1.Which of the following factors is least likely to affect the supply of labor?

A)  Wages offered.

B)  The aggregate requirement for labor.

C)  The size of the adult population.

D)  The accumulation of capital.

2.When smaller amounts of additional labor are supplied in response to increases in the wages offered, this is known as the:

A)  substitution effect.

B)  income effect.

C)  marginal rate of substitution.

D)  observable elasticity of demand.

3.When workers agree to forego leisure to undertake labor and receive wages, the term that is applied in labor supply economics is the:

A)  substitution effect.

B)  income effect.

C)  marginal rate of substitution.

D)  observable elasticity of demand.

答案和详解如下:

1.Which of the following factors is least likely to affect the supply of labor?

A)  Wages offered.

B)  The aggregate requirement for labor.

C)  The size of the adult population.

D)  The accumulation of capital.

The correct answer was B)

Wages, the size of the adult population (i.e., the available labor force), and the accumulation of capital are all factors that affect the supply of labor. The aggregate requirement for labor is a demand issue that will ultimately help to determine the equilibrium level of wages and quantities offered.

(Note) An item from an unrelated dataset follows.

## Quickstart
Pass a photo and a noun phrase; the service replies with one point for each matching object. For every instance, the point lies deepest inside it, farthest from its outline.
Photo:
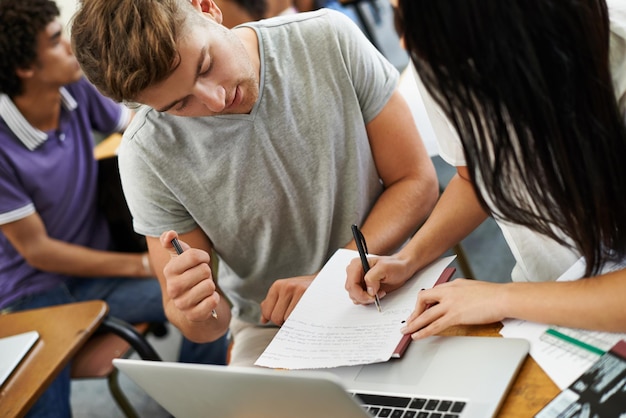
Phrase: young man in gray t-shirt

2.When smaller amounts of additional labor are supplied in response to increases in the wages offered, this is known as the:

A)  substitution effect.

B)  income effect.

C)  marginal rate of substitution.

D)  observable elasticity of demand.

The correct answer was B)

The income effect results in smaller additions to the labor supply as wages increase. Like any good, income received in the form of wages has a decreasing marginal utility. When the point is reached at which the utility received is equal to the marginal cost of leisure foregone, the maximum amount of labor that will be offered is reached.

3.When workers agree to forego leisure to undertake labor and receive wages, the term that is applied in labor supply economics is the:

A)  substitution effect.

B)  income effect.

C)  marginal rate of substitution.

D)  observable elasticity of demand.

The correct answer was A)

In labor supply economics, the term applied to the decision by workers to forego leisure and undertake labor for wages is the substitution effect.